The last time the province declared a state of emergency was in 2016 during the Fort McMurray fires and it lasted for 58 days.
Emergency economic measures are expected to be announced soon, possibly as early as tomorrow.
Kenney said he has been in contact with the Retail Council of Canada, the presidents of Walmart and Loblaws and they say the food supply is not impacted.
“All of them assure us they have all the supplies to fulfil demand for the future. That supply chains and food security are not compromised. So there is no need in people to engage in hoarding or panic buying,” Kenney said.
The premier said they are recommending people have enough food on hand to cope through a couple of weeks, given the likelihood of people being impacted by the 14-day isolation period.
“There is no logical reason for people to go out and buy weeks and weeks or months of supplies,” Kenney said.
“The provincial operations centre is closely tracking supply chains and their advice to me is there is no reason to be concerned about the integrity of food supply or other essential goods.”
The premier also thanked the growing number of retailers who are offering golden hours for seniors to visit their stores in the early mornings with fully stocked shelves and freshly cleaned stores.
“I would ask all retailers to consider having a dedicated safe and orderly time where seniors and the vulnerable can access what they need.”
Kenney said they are working with charities to step up the delivery of pharmaceuticals, cleaning equipment, food and other necessities.
As of Tuesday afternoon, the past 24 hours had seen 23 new people diagnosed with COVID-19, bringing the provincial total 97 up from 74 on Monday.
There are confirmed cases in every health zone with five people hospitalized and two in ICU. All other confirmed cases are self isolating and expected to make a full recovery.
Follow the leader
St. Albert MLA Marie Renaud is encouraging everyone to listen to their local leaders and health officials and follow expert advice throughout the pandemic.
“It’s changing day by day, hour by hour. But I think it's really important to listen to local leaders. Listen to municipal leaders, reach out to provincial leaders and follow the advice of the experts and the scientists and the researchers,” Renaud said.
“This is not a time for any other rumours or innuendo, it's really important to listen to the professionals and follow their advice.”
The MLA said her office is working remotely and they are still there to help answer questions and work remotely to help people navigate provincial systems like income support and AISH. She also said the City of St. Albert is a great resource during this time, along with the Province of Alberta and Alberta Health Services.
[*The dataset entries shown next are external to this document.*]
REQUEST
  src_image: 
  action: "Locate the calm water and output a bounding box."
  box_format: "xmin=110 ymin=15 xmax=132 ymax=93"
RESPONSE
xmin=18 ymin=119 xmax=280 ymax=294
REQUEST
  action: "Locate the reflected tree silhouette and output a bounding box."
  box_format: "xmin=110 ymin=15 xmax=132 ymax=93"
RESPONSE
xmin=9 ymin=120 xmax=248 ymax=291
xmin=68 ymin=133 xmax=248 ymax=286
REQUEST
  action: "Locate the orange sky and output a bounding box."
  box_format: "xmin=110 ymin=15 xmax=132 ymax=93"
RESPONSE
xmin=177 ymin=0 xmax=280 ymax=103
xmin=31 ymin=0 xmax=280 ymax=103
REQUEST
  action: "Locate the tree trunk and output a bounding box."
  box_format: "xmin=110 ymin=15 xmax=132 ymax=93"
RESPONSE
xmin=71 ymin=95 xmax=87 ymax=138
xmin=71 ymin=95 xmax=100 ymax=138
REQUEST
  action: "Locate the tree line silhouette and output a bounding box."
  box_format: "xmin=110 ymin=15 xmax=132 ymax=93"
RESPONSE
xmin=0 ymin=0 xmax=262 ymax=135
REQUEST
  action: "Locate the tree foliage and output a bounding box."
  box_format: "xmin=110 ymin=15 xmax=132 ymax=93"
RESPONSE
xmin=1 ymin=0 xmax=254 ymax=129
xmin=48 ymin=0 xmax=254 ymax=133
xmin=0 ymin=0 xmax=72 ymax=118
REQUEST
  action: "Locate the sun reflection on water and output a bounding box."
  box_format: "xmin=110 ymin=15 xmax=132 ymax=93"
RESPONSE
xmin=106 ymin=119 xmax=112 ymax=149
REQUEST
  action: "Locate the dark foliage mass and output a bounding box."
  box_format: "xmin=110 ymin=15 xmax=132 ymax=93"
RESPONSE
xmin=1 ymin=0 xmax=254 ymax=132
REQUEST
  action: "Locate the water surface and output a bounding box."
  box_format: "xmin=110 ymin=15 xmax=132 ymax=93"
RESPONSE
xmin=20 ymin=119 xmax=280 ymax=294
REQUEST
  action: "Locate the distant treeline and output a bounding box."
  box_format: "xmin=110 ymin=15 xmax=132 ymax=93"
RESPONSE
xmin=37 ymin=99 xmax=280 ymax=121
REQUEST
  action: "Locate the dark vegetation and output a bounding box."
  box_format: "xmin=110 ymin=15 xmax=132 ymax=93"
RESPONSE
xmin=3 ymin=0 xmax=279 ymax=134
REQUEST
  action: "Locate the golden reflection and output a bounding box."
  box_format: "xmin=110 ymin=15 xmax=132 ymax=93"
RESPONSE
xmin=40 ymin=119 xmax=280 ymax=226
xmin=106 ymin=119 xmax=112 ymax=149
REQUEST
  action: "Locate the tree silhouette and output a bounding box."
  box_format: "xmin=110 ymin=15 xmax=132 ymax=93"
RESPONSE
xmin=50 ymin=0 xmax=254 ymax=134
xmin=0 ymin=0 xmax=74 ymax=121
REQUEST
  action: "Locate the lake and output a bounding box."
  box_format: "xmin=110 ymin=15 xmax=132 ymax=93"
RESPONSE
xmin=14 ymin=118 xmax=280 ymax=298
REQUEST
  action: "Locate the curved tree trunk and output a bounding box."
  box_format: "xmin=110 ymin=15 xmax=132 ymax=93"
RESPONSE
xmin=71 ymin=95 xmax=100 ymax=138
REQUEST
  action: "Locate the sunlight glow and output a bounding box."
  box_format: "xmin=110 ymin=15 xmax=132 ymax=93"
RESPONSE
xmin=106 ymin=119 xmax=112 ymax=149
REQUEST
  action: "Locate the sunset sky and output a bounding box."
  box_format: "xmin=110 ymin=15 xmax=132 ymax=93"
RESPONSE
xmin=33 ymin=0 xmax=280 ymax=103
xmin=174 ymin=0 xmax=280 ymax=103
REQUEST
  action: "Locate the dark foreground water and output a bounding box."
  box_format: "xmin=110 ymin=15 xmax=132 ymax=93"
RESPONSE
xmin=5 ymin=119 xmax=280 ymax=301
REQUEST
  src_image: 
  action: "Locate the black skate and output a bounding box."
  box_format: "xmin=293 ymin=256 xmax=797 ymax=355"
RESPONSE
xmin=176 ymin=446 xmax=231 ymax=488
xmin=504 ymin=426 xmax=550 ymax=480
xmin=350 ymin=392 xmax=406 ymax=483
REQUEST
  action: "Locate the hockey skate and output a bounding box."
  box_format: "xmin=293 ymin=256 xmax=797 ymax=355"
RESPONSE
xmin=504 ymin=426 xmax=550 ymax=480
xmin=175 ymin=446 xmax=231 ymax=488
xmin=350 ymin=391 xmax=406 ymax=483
Local mom Erynn Williamson said just hearing the worlds ‘state of emergency’ was enough to trigger the fears she has been repressing.
“(I’ve been) repressing so that my two young boys don’t get scared, repressing so that we can hold onto the hope that it can, and will get better,” the mom said.
Renaud said it’s normal to feel concerned right now.
“You wouldn't be human, right, if you weren't concerned about your friends and your family and your community and the local businesses. We'll get through this and we’ll be okay and we’ll learn a lot through it,” Renaud said.
“It's just one day at a time and just reach out to the people that you know and you love and listen to the experts.”